Contributors:Michael Maune, Nicholas Marino, and Gina Hurley
Last Edited: 2013-10-06 03:02:40

Welcome to the OWL Archival Resources Webpage! Here you will find guidelines for visiting archives and requesting/handling materials, as well as suggestions and advice for citing archival resources.

What are archives?

Archives are collections of materials and artifacts kept and preserved by organizations like universities or historical societies. Archival materials are often unpublished and are preserved for their intrinsic or research value. The contents of the collections range widely, from those related to an organization’s history, to rare books collections and special collections that might be subject-specific. For example, the Purdue University Archives and Special Collections holds copies of the school’s yearbook alongside research papers from the Psychoactive Substances Collection, as well as Amelia Earhart’s personal letters. Archival materials might be paper documents, such as personal letters, meeting minutes, concert programs and photographs, but could also be less conventional historical artifacts like letter jackets or trophies. Archival collections may have different names depending on the kinds of items they house. For example, some collections of rare books are referred to as Special Collections and may not even have "archive" in their title. For our purposes, we will simply use the term "archives."

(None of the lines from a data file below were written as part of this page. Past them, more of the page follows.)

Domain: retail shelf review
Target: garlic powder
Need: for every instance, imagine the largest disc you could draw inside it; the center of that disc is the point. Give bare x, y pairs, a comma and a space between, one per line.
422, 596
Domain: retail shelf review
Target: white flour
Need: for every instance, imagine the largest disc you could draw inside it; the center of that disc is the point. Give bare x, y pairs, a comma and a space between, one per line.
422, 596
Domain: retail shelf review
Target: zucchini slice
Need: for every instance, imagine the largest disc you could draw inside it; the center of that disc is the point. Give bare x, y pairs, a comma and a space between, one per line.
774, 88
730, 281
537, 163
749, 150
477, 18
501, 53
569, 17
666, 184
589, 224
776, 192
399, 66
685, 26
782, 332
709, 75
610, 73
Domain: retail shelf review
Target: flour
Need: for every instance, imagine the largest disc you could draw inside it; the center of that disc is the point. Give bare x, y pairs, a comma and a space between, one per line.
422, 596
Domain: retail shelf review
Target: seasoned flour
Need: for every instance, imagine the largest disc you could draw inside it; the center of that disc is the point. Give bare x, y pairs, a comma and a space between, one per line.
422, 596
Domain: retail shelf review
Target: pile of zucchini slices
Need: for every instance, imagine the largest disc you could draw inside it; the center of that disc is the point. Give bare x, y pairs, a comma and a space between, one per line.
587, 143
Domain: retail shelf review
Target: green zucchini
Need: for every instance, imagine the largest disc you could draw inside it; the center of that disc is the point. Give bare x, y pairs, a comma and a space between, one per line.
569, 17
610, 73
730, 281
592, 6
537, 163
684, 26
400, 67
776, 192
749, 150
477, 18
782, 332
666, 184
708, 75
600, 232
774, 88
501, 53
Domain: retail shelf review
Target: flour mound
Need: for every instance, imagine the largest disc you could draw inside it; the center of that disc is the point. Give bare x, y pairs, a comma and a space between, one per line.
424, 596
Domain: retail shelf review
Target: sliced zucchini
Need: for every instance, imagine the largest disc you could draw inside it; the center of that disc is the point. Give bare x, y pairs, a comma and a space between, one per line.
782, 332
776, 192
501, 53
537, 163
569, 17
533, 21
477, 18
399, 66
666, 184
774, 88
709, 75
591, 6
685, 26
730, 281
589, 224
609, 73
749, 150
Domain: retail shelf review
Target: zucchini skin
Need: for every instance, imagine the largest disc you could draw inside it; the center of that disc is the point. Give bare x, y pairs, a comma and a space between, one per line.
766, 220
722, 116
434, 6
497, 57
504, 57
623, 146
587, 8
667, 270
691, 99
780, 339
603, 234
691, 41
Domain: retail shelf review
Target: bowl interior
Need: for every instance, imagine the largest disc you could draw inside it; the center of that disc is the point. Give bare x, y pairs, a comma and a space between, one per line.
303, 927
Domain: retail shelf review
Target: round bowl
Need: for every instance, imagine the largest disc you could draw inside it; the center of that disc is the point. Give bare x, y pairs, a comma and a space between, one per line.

Why should I visit the archives?

Archives offer you a unique chance to do research based upon primary source materials. Some professions or disciplines require archival research as the foundation for many projects or papers. When you choose a particular source from an archival collection, you might be the first person to look at that document since the archivist who catalogued it. Using archives will ground your research in a particular historical context and could move an existing project in new directions.

Who uses archives?

Archives are not always limited to professional academic researchers. Indeed, many universities welcome alumni or student researchers. Archives might also have materials to help with personal or genealogical research.

Where do I start?

While you should always refer to the archives website before visiting, the following pages will give an overview of how to prepare for your visit. Archives differ from libraries in several important ways, necessitating advanced planning and preparation. For example, archival materials are often very delicate and sometimes are one-of-a-kind. As a result, you cannot take them home with you. So, it is very important to get the most out of your time there.